Table 9:	Acidity development by yoghurt culture in milk (standardized 3%fat) in the presence of pesticides

Table 10:	Acidity development by ABT yoghurt culture in milk (standardized 3%fat) in the presence of pesticides

Table 11:	Values of acetaldehyde and diacetyl by yoghurt culture in the presence of pesticides on the 6th day from cold storing at 6-8°C

Table 12:	Values of acetaldehyde and diacetyl by ABT culture in the presence of pesticides on the 6th day from cold storing at 6-8°C

Acetaldehyde and diacetyl are considered as important constituents of the flavor of fermented milks.

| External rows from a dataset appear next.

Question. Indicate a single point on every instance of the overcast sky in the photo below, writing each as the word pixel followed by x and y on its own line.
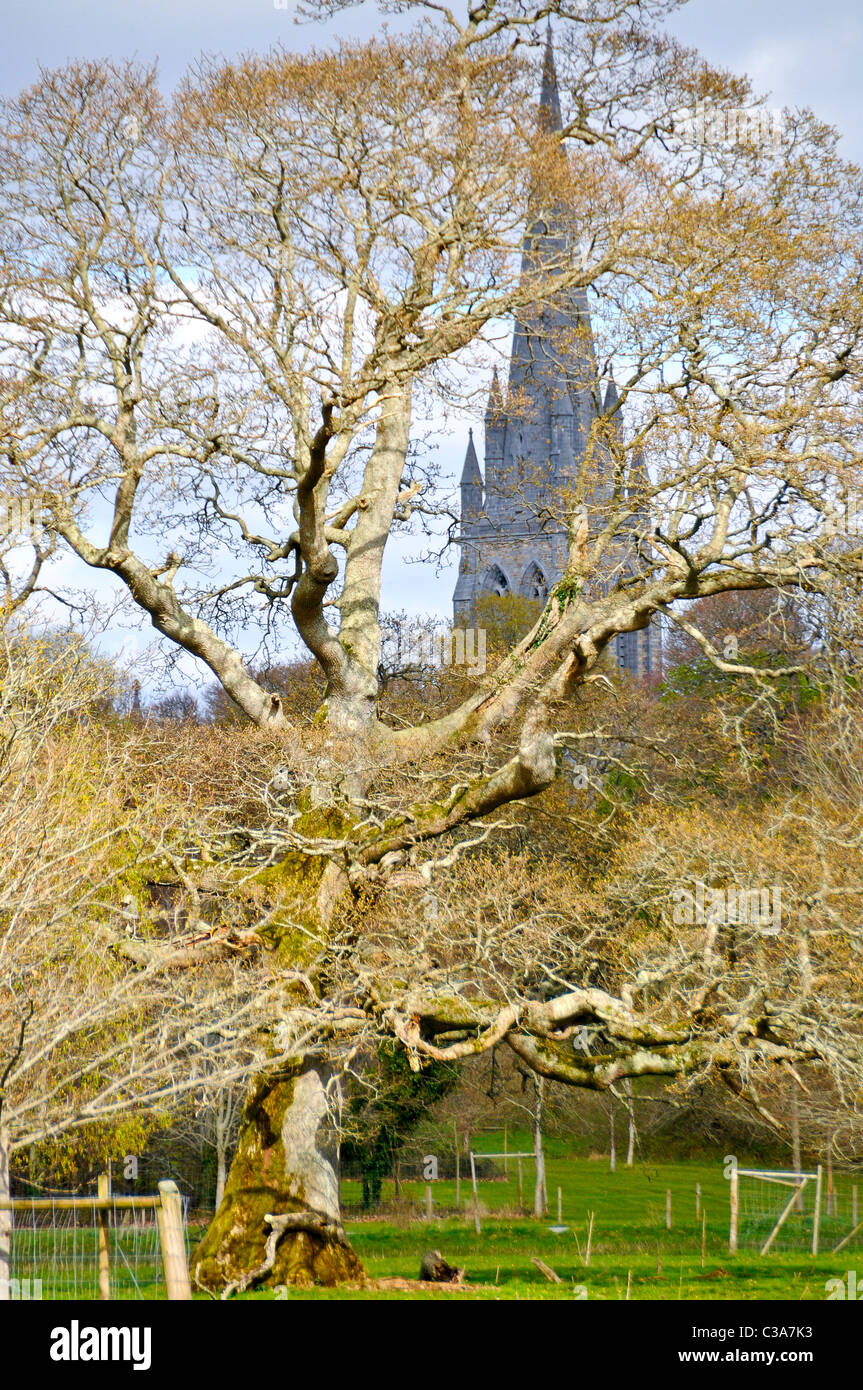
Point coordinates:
pixel 802 54
pixel 796 54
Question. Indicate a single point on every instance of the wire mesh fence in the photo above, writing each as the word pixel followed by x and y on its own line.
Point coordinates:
pixel 788 1215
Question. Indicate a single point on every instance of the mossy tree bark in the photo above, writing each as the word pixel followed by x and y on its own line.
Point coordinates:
pixel 285 1166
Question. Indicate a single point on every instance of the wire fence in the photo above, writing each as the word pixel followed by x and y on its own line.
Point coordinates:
pixel 785 1214
pixel 84 1248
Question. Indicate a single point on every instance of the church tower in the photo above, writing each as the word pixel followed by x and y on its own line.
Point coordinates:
pixel 510 537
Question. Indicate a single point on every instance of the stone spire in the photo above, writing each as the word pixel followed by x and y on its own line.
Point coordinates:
pixel 471 481
pixel 549 96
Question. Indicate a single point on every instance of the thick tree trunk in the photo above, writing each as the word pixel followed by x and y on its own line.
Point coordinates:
pixel 6 1218
pixel 285 1166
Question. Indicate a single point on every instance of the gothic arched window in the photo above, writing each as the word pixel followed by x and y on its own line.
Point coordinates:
pixel 495 581
pixel 534 584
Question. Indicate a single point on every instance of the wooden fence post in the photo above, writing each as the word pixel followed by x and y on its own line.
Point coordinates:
pixel 6 1216
pixel 104 1237
pixel 734 1211
pixel 170 1216
pixel 816 1222
pixel 457 1171
pixel 477 1226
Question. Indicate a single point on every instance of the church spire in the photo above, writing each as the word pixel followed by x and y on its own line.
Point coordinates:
pixel 549 97
pixel 471 483
pixel 494 410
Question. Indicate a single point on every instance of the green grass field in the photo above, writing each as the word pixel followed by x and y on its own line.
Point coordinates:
pixel 630 1241
pixel 633 1254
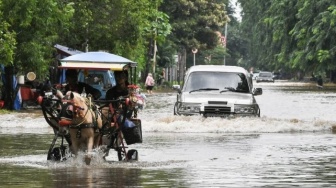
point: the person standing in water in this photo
(149, 83)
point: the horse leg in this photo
(88, 156)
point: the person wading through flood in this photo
(79, 87)
(149, 83)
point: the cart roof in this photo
(96, 60)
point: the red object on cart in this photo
(2, 104)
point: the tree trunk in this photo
(9, 95)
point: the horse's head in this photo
(74, 109)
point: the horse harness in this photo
(81, 126)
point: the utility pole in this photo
(225, 40)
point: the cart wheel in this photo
(120, 154)
(132, 155)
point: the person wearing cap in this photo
(120, 89)
(75, 86)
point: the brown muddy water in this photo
(292, 144)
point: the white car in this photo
(217, 91)
(265, 77)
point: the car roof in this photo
(264, 72)
(217, 68)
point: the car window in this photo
(265, 74)
(217, 80)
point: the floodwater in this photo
(292, 144)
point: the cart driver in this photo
(75, 86)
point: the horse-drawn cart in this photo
(109, 124)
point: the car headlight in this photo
(190, 107)
(245, 109)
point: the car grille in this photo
(216, 110)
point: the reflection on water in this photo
(290, 145)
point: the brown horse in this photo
(84, 122)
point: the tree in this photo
(29, 30)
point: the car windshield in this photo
(265, 74)
(222, 81)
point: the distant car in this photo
(265, 77)
(255, 75)
(217, 91)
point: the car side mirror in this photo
(257, 91)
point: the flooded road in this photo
(291, 145)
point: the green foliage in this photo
(297, 35)
(30, 28)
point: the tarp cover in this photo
(95, 60)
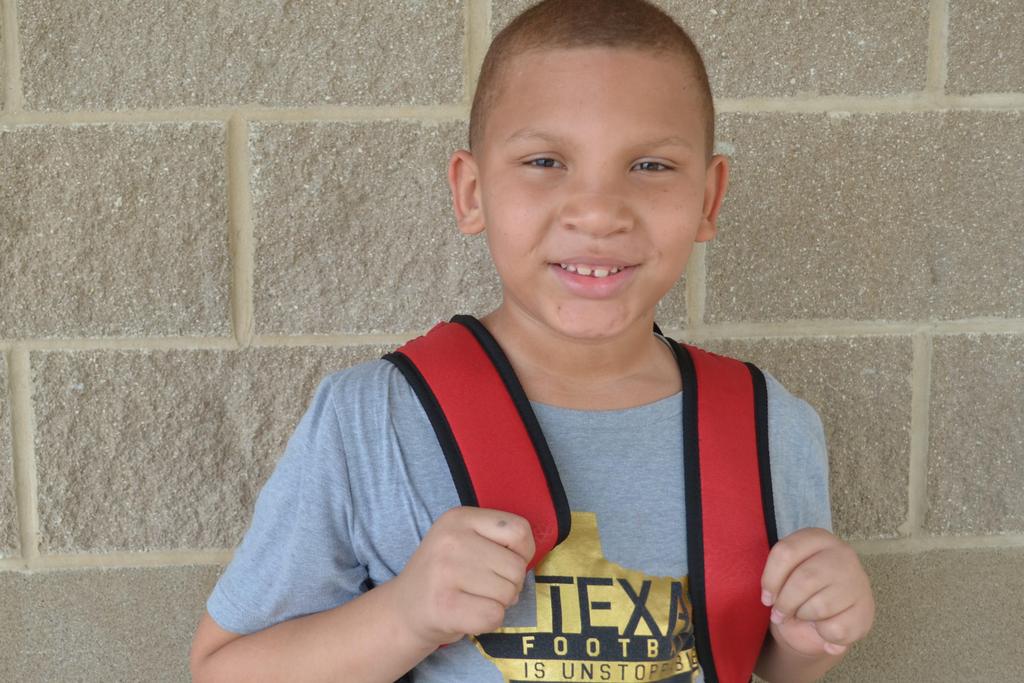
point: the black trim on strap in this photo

Data presented in Table 11 indicated that the highest acetaldehyde and diacetyl on the sixth day were attained with yoghurt free pesticides (control) samples and decreased with increasing of pesticides. The 2 ppm of all pesticides studied slightly delayed the flavor compounds production, the high concentrations 8 and 10 ppm decreased sharply of acetaldehyde and diacetyl. Worth mentioning, Lannet was the most effect in disable the acetaldehyde and diacetyl production followed by Reldan, Round up, Saturn, Tasolen then Anadol.

As for the Acetaldehyde and diacetyl production by ABT culture, it took the same direction with some differences Table 12, the studied pesticides strongly affected on flavor compounds production more than they did in the yoghurt culture, the difference between the two fungicides, herbicides or insecticides was very slightly, However, presence of insecticides delayed acetaldehyde and diacetyl production by ABT followed herbicides then fungicides which had the lowest effect in that way. These observations might be due to harmful effect of pesticides on the cells metabolism.